Spock Loves Amazon Web Services

Though we don’t usually blog about technical details here, we’re so crushingly enamored with Amazon S3 and EC2 that we felt compelled to write a short post about it.

Since the first months of Spock when we were busy prototyping early versions of the site, we’ve made heavy use of Amazon Simple Storage Service (S3). When you’ve got millions of profile pictures to display and each photo can have many thumbnail sizes, that’s a lot of data to store, manage, and serve. We started by serving the photos off our web servers, but that quickly got to be a management nightmare. We did some quick math and realized we’ve save quite a bit of money using S3 to serve our photos instead. Though there was some work in the initial integration, after we finished, we’ve probably spent less than 15 minutes/month thinking about photo storage. Since then we’ve used S3 for various other tasks like serving our Spock Challenge data set, which is gigabytes big and was heavily downloaded.

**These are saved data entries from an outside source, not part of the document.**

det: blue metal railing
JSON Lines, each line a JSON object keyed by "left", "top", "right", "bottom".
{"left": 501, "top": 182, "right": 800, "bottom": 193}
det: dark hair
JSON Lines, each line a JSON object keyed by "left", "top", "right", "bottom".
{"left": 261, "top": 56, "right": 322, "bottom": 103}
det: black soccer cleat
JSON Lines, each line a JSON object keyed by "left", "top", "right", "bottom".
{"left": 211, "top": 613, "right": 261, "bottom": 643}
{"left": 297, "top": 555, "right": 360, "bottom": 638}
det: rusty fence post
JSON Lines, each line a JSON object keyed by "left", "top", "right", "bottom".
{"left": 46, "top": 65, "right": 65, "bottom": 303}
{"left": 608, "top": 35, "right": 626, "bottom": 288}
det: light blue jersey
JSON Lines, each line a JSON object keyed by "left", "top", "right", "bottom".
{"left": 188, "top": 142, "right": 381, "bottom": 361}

Aside from S3, we’ve also made good use of EC2. Amazon’s Elastic Compute Cloud (EC2) is a great way of getting computing power when you need it, and more when you need more. And really, when you’re crawling, classifying, indexing, and extracting people info from the entire World Wide Web, you definitely need more. EC2 is great because you can create one virtual machine with all the software you want, and then instantly clone it across hundreds of virtual boxes. The more we use it, the more we begin to wonder why we bother to operate any physical machines ourselves.

So yeah, we’re pretty psyched with Amazon Web Services, and we’re looking forward to leveraging other neat services they roll out in the future.